Дитер Нолль - Приключения Вернера Хольта. Возвращение
Разумеется, и Шнайдерайта.
— Надеюсь, вы меня понимаете, — продолжал Хольт, оправившись от замешательства. — Я ни на секунду не возражаю против гуманизма наших классиков как идеи. Натан[26] великолепен, как и Ифигения,[27] ведь тиран и здесь и там побежден благородной человечностью. Это так же прекрасно, как и сказка о певце в «Генрихе фон Офтердингене».[28] Помните, король выдает дочь за юношу без рода без племени только потому, что тот хорошо поет. На самом деле он бы его, конечно, прогнал в три шеи, как любекские Бергманы не приняли бы меня, рискни я показаться у них в обществе даже такой девушки, как Гундель. Короче говоря, всякий гуманизм обречен тирану, если не опирается на более мощные, чем у противника, танковые дивизии. Разве мы не узнали это на собственном опыте?
— А что же станется с великими памятниками гуманистических идей, с нашей классической литературой?

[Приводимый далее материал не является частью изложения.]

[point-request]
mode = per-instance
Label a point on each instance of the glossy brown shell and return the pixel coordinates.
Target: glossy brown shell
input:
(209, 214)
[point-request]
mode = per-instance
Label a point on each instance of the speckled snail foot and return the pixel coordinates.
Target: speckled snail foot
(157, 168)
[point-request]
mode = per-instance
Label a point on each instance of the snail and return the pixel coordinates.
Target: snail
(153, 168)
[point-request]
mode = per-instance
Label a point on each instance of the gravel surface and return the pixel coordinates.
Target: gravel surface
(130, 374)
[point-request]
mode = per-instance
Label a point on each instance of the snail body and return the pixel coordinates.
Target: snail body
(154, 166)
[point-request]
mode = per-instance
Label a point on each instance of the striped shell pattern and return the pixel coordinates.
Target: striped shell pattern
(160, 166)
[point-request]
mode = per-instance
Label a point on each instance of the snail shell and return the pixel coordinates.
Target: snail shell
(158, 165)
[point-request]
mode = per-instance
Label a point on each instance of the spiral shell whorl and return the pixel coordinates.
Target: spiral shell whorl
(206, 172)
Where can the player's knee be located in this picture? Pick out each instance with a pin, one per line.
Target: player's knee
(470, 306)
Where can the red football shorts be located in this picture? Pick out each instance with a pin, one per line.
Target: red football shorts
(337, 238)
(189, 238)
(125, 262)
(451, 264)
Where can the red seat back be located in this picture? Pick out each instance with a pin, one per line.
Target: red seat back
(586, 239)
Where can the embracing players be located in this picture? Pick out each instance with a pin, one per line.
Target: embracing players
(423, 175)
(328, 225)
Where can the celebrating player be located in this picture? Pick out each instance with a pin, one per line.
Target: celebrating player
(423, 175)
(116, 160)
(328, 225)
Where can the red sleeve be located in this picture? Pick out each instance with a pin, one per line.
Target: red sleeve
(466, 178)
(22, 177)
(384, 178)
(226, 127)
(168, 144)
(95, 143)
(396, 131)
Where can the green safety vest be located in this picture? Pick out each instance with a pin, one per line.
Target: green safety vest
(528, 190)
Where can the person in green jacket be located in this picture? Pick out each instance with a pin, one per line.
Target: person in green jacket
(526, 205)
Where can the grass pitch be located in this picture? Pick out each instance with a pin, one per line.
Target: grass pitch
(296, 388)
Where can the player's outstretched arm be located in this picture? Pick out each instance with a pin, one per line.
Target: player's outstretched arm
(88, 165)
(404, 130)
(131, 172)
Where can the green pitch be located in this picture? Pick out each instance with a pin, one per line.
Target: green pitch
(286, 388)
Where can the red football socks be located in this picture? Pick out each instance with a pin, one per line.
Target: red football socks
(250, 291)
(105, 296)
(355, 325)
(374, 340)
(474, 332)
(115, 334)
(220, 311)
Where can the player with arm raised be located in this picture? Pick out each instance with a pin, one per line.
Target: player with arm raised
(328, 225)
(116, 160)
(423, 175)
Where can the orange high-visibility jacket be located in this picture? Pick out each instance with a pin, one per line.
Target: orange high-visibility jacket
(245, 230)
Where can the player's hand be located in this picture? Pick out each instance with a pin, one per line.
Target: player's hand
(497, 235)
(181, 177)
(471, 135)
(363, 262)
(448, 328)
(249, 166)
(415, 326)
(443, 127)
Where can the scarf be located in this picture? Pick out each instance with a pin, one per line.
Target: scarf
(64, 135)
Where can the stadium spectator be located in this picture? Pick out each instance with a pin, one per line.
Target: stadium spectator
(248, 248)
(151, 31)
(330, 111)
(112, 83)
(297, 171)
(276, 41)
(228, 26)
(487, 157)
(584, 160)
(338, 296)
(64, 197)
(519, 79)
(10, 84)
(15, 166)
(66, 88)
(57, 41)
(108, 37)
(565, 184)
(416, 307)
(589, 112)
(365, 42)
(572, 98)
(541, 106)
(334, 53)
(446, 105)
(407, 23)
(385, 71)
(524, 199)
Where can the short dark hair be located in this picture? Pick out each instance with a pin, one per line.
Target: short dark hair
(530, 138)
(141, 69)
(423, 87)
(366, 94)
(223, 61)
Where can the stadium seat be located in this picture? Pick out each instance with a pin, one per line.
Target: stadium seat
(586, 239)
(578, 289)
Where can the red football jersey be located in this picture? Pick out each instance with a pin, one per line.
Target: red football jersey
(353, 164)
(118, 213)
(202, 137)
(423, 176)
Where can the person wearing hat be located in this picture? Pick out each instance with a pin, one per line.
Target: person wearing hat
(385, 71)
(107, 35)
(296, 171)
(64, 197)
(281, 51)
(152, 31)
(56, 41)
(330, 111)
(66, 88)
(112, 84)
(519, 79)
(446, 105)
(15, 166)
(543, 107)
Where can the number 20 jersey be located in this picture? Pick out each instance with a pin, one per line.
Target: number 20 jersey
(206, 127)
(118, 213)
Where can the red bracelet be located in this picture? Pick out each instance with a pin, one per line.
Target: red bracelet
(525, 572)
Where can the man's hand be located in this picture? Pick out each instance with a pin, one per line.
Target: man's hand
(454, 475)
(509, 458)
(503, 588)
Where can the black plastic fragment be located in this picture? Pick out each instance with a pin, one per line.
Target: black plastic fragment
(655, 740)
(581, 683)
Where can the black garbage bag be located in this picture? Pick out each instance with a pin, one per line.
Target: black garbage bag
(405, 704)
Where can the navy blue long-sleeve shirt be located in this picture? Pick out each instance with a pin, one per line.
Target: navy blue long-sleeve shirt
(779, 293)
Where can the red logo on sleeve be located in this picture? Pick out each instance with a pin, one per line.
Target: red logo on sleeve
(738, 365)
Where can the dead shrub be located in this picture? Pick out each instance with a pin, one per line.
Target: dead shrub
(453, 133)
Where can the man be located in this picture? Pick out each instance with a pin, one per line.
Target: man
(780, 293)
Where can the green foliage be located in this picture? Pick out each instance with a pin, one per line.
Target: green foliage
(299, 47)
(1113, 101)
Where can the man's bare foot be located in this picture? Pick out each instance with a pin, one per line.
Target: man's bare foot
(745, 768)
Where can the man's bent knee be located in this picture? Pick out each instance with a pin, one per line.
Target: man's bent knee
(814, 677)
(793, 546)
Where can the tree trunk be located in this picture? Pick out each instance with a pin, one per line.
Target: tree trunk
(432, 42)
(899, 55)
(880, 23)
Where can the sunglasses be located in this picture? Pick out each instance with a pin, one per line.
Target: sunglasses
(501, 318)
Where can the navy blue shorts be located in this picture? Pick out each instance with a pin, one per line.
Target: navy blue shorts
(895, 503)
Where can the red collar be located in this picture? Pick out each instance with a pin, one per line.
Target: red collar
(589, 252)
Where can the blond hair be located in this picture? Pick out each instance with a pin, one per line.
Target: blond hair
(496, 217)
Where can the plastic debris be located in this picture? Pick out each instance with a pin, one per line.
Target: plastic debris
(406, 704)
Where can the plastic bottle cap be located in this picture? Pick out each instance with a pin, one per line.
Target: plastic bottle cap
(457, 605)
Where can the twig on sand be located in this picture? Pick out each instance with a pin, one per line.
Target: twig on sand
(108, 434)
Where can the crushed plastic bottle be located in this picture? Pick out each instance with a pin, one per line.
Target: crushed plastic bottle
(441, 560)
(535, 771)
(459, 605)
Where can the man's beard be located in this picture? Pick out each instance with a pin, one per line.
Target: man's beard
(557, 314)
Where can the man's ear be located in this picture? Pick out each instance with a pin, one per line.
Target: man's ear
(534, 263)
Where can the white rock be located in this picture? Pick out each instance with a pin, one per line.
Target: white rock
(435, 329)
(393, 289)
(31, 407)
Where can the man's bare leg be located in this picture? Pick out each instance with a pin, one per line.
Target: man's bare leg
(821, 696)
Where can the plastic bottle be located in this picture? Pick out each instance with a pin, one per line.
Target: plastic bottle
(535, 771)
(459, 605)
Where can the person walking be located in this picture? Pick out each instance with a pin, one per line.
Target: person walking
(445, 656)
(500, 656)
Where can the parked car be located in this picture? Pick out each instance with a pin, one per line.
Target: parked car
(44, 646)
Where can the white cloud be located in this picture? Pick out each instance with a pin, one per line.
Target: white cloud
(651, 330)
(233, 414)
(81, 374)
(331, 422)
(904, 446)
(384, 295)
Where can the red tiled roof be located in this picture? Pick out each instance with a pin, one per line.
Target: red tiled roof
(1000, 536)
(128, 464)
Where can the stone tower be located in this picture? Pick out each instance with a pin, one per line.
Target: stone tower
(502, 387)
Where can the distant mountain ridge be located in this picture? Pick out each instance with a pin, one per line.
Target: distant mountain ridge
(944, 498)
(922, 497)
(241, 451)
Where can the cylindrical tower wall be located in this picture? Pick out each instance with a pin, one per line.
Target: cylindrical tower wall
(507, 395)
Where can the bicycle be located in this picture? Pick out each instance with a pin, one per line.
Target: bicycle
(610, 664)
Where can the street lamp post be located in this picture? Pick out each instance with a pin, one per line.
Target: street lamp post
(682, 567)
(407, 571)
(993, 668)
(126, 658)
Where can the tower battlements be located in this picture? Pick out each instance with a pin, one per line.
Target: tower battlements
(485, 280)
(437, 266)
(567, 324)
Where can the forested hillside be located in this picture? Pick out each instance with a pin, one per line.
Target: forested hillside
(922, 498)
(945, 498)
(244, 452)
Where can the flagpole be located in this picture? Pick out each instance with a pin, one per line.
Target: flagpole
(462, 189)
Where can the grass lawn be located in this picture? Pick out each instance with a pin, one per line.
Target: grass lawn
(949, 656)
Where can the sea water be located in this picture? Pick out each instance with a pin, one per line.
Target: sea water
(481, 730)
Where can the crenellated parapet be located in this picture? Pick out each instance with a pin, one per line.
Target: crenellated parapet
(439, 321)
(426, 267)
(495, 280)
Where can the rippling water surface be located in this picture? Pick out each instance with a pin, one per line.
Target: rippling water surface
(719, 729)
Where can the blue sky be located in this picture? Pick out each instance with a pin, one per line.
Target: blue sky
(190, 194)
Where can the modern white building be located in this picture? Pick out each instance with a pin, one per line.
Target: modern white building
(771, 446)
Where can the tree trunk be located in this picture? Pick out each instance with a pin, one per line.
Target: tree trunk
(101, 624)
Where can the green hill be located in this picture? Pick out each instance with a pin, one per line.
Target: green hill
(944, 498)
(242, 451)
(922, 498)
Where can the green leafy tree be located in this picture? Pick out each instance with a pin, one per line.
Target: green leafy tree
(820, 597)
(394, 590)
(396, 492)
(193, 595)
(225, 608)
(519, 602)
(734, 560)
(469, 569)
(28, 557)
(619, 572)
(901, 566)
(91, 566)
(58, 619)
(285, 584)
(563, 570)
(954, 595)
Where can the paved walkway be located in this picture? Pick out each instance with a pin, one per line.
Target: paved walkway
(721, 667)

— Они будут жить как памятники искусства и доброй воли. Но на сегодня в качестве мировоззрения это хлам. Так и запишем, господин Готтескнехт, это чистейшая болтовня. А зачастую и ложь. Не выдавайте же за мировоззрение благочестивую окрошку из Канта и иже с ним — вплоть до Альбера Швейцера! В лучшем случае это иллюзия! Тогда как у Маркса нас так подкупает его холодная, критическая переоценка нашего духовного инвентаря! Маркс не обманывает ни нас, ни себя. Прочтите его ранние работы, и вы увидите, какой это к тому же стилист, нашим газетчикам не мешает у него поучиться превосходному немецкому языку. И неверно, будто он низвергает все и вся. Когда Маркс разделывается с буржуазной идеологией, то есть, по-вашему, ниспровергает основы, он в сущности утверждает величие человека и грезит о его прекрасном будущем. Да и неверно, будто Маркс зачеркивает все прошлое, у него тоже есть своя традиция. Вы исходите от Канта, отсюда ваше недовольство. Но можно избрать себе и других предков: Гераклита, Джордано Бруно, Гегеля, Фейербаха. Я за последнее время кое-что подчитал. Одно, во всяком случае, полезно помнить…
Они дошли до института.
— Пожалуйста, продолжайте! — сказал Готтескнехт.
— Одно нам следует себе уяснить. Мы должны отмежеваться не только от нацистской идеологии, но и от той, унаследованной, традиционной, которой, можно сказать, пропитались насквозь. Помните у Рильке: «Оно переполняет нас. Мы тщимся его упорядочить, а оно распадается. Мы снова тщимся его упорядочить и распадаемся сами!» Я не хочу распадаться, господин Готтескнехт, а потому и не стараюсь привести в порядок унаследованные, привычные, традиционные идеи. Я предпочитаю порвать с ними.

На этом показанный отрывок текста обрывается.